As for the cautionary point of James Cameron, this is the same thing you find in the Star Trek and Star Wars imagery and numerous other sci-fi stories. Long before there was a Terminator movie, there were stories like "Colossus" which became "The Forbin Project" movie.
In fact, Gene Roddenberry did a pilot for a series called "The Questor Tapes". It was a TV movie wherein a team of scientists build an android from plans left behind by a missing genius scientist. The android turns out to have a preprogrammed mission to find that scientist, and joined by one of the human engineers, starts searching for the missing scientist, while pursued by the world's governments who believe he has gone rogue for some nefarious agenda.
Even his human companion wonders about the android's agenda when he finds the android using super-surveillance equipment to monitor situations all over the world in a secret lair.
The human asks the android to consider the possibility that his creator was not sane. The android responds, "One's creator not sane? How would you answer that question in your own case?"
It turns out the missing scientist is himself an android from another world, one of a long line of androids sent to Earth throughout history to assist it in its development. The new android, whose programming was damaged by the human scientists constructing him, needs a human to teach him the emotional side. At the end, he and the human engineer team up to assist the world, while the government agent tracking them, who discovers the real story, sacrifices his life to protect the android from being discovered and destroyed.
In essence, this movie was the exact OPPOSITE of the Terminator franchise in concept. The concept was that the human race needed help from machines - albeit androids that understood human emotions and human values.
This is similar to the movie "The Day The Earth Stood Still" where alien civilizations had turned over all police functions to a caste of robots.
It would be more interesting for the Terminator TV series to turn the Terminator movie franchise on its ear - and have Cameron be the one that contributes as much to the defeat of Skynet as John Connor, and to do so WITHOUT going through the whole "I need to be human" process that is a constant in such stories.

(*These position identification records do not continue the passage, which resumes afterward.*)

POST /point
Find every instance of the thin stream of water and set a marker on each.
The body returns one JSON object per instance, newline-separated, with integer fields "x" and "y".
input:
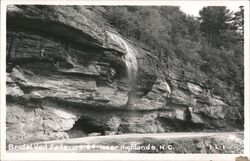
{"x": 131, "y": 63}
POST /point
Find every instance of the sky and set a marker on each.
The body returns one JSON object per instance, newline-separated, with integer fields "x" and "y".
{"x": 193, "y": 9}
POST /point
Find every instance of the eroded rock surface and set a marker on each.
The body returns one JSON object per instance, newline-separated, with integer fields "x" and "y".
{"x": 66, "y": 78}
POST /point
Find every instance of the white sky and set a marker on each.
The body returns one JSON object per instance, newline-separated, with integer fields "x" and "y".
{"x": 193, "y": 9}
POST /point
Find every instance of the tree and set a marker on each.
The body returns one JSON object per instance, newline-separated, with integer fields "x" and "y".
{"x": 214, "y": 20}
{"x": 239, "y": 20}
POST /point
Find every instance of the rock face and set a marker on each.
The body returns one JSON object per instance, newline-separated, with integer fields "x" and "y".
{"x": 66, "y": 78}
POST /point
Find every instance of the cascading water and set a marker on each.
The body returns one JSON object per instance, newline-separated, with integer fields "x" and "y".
{"x": 131, "y": 63}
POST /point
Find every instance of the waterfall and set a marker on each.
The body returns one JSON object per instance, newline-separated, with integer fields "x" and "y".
{"x": 131, "y": 63}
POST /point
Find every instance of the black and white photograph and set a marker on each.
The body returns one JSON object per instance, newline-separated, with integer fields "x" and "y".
{"x": 124, "y": 79}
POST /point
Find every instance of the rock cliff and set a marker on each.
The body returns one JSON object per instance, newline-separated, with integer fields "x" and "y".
{"x": 67, "y": 77}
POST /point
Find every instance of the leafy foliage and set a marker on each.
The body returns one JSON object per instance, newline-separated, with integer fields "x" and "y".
{"x": 213, "y": 43}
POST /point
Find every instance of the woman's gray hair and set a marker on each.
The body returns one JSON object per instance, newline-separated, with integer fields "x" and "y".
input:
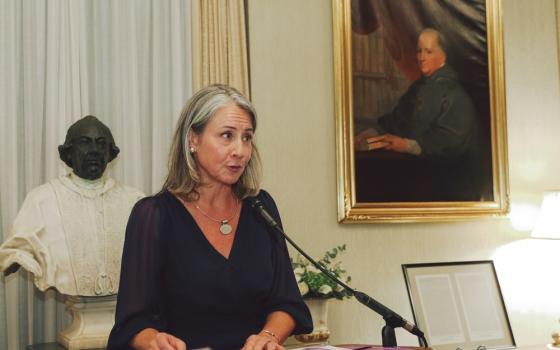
{"x": 183, "y": 178}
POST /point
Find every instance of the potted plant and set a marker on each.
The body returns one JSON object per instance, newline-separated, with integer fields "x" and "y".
{"x": 317, "y": 289}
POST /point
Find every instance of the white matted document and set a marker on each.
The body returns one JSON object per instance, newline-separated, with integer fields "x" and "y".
{"x": 459, "y": 305}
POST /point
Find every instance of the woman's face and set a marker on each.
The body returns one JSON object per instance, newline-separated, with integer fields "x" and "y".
{"x": 224, "y": 148}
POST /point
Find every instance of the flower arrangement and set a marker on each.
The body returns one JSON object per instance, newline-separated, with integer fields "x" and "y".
{"x": 313, "y": 283}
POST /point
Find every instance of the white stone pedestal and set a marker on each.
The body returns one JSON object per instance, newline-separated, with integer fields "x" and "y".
{"x": 92, "y": 320}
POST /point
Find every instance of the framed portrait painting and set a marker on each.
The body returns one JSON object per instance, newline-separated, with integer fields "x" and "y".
{"x": 420, "y": 110}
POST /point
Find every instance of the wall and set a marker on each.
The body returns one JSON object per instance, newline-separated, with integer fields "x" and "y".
{"x": 292, "y": 88}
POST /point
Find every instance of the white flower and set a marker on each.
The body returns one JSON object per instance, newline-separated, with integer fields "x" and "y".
{"x": 303, "y": 288}
{"x": 313, "y": 269}
{"x": 325, "y": 289}
{"x": 298, "y": 272}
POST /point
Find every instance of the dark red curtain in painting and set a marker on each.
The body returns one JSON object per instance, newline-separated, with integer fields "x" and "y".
{"x": 462, "y": 22}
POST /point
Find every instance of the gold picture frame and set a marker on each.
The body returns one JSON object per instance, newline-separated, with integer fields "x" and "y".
{"x": 353, "y": 209}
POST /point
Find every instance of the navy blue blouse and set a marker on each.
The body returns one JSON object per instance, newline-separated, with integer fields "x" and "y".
{"x": 173, "y": 280}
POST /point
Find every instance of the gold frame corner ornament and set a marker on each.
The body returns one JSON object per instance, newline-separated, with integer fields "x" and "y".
{"x": 351, "y": 211}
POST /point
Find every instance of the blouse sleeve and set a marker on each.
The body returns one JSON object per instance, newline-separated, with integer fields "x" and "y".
{"x": 285, "y": 294}
{"x": 138, "y": 301}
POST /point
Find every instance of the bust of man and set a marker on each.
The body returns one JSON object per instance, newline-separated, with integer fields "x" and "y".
{"x": 69, "y": 232}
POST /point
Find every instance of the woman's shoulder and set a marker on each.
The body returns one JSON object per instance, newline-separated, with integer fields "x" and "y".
{"x": 265, "y": 196}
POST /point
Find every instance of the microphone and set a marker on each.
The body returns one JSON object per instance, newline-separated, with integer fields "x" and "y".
{"x": 391, "y": 318}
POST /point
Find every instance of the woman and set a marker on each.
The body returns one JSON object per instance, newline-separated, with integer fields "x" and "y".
{"x": 199, "y": 268}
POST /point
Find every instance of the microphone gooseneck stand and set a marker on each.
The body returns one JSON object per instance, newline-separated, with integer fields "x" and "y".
{"x": 392, "y": 319}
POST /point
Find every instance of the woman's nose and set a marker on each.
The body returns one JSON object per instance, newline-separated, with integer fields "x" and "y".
{"x": 237, "y": 147}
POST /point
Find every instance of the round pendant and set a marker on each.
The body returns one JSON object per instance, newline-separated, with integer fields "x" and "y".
{"x": 225, "y": 228}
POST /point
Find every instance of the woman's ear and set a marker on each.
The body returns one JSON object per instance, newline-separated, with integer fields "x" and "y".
{"x": 193, "y": 142}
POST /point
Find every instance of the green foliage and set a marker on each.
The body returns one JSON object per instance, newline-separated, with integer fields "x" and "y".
{"x": 313, "y": 283}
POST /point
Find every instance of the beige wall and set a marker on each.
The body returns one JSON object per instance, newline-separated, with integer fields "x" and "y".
{"x": 292, "y": 85}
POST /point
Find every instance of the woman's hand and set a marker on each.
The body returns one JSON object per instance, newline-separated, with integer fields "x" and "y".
{"x": 151, "y": 339}
{"x": 164, "y": 341}
{"x": 262, "y": 341}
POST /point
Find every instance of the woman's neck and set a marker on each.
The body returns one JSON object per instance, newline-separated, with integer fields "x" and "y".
{"x": 216, "y": 197}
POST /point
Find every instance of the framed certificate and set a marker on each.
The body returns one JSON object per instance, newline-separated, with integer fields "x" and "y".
{"x": 459, "y": 305}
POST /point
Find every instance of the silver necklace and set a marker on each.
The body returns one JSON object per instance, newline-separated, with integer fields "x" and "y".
{"x": 225, "y": 227}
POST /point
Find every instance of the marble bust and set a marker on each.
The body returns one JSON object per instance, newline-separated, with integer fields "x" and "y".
{"x": 69, "y": 232}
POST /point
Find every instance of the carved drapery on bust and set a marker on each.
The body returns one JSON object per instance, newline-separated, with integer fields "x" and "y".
{"x": 69, "y": 233}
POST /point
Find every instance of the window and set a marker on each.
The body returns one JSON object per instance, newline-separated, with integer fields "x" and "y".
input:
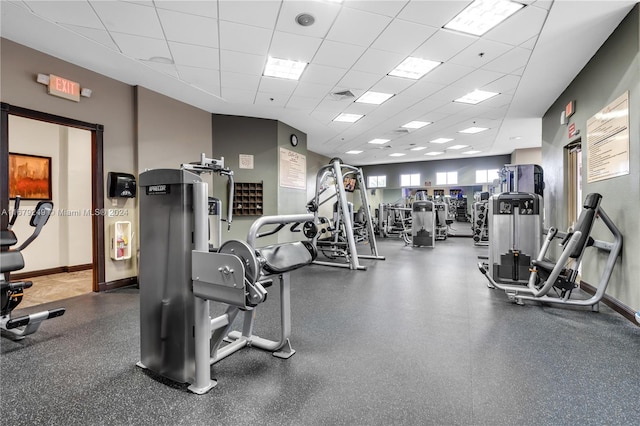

Blurring the difference between man and machine by having machines take on human emotions and humans behaving like soulless machines is all very interesting, but not so much as blurring the conflict between man and machine entirely.
James Middleton has said that future John risks the wrath of his peers by "embracing the enemy" by using reprogrammed Terminators. There is no better way to show that than in his relationship with Cameron and its effects on Sarah, the quintessential human in this series.
Sarah has every human flaw - except maliciousness - magnified to an enormous degree. John has various flaws but not nearly as many as Sarah. This is reasonable since the show technically is about Sarah Connor more than it is John Connor.
From my Transhuman standpoint, seeing the effect on Sarah Connor of John turning away from her "bald humanity" and her neo-Luddite dislike of machines from way back in her child hood days and becoming "tainted by the machines" in his relationship with Cameron and his approach to combating Skynet would be much more interesting than simply reprising James Cameron's cautionary tale one more time.
But that's just me - and I rather doubt Josh Friedman has that same vision.